The range of benefits offered to customers through the ever-closer collaboration between SWISS and Lufthansa was further expanded with the start of the 2005/06 winter schedules on October 30. The partners have now harmonised their services between Switzerland and Germany: all SWISS and Lufthansa flights between the two countries are now flown as codeshare operations; and the timetables have been realigned to offer a total of 563 weekly services between Switzerland and Germany (241 more than in the 2005 summer schedules) spread conveniently throughout the day. Customers will enjoy more frequencies, more destinations and – through the coordinated schedules – better connections at the Zurich, Frankfurt and Munich hubs. The close collaboration will sustainably enhance SWISS’s market position in Switzerland, in Europe and at hundreds of destinations worldwide.

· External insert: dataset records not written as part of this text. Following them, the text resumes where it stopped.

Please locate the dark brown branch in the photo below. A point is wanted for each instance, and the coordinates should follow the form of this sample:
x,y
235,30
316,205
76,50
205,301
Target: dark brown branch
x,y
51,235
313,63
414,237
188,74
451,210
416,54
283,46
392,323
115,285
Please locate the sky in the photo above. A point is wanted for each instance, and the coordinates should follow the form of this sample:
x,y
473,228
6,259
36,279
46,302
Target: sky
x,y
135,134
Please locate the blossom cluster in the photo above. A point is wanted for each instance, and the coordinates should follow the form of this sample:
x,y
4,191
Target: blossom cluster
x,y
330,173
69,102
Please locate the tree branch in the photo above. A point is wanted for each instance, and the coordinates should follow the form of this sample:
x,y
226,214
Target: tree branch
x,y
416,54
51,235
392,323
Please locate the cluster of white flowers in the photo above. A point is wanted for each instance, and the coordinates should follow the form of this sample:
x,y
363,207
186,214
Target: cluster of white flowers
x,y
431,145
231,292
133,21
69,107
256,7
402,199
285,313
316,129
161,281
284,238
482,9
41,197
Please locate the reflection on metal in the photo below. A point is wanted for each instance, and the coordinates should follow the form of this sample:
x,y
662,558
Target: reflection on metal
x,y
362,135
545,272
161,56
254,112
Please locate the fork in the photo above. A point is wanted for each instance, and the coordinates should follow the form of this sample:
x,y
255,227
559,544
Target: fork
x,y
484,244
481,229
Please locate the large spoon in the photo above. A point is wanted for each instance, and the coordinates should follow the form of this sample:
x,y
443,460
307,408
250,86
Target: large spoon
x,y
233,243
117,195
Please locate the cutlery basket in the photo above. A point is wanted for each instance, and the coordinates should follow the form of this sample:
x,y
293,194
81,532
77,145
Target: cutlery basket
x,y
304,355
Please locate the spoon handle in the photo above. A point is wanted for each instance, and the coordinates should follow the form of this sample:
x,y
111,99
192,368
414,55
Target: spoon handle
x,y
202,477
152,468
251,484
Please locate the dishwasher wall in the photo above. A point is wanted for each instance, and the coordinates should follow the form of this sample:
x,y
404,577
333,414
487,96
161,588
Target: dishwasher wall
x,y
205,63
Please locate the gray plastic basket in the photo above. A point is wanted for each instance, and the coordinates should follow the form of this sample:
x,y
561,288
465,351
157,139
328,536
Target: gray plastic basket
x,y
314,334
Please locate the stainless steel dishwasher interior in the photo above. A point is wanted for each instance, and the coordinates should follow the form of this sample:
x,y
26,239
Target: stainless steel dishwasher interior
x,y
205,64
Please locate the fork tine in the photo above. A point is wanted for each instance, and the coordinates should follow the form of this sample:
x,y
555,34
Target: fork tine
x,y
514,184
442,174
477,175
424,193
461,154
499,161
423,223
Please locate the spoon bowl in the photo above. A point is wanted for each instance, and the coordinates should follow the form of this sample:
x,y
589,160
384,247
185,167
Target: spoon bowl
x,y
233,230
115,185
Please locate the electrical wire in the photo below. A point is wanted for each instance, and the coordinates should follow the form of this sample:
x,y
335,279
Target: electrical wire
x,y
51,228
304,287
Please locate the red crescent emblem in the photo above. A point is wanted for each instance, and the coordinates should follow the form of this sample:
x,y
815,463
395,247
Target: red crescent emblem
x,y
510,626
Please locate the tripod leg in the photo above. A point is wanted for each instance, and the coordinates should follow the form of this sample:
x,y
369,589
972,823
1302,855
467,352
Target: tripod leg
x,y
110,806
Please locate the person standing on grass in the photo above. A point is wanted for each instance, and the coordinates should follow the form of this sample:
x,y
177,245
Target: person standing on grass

With the start of the new winter schedules, the two partners’ check-in desks and departure gates have all been brought under the single “roof” of the home carrier at the Zurich, Frankfurt and Munich hubs. This, too, offers several customer benefits. The shorter journeys involved allow quicker transfers and thus better connections; the use of shared check-in facilities makes the check-in process quicker and smoother for SWISS customers in Germany and Lufthansa customers in Switzerland (at Zurich, Geneva and Basel); and the partners’ joint visual presence at the three hubs underscores SWISS’s integration into the Lufthansa Group to the travelling public. Ground services and facilities will be similarly amalgamated at further airports in both countries by the start of the 2006 summer schedules.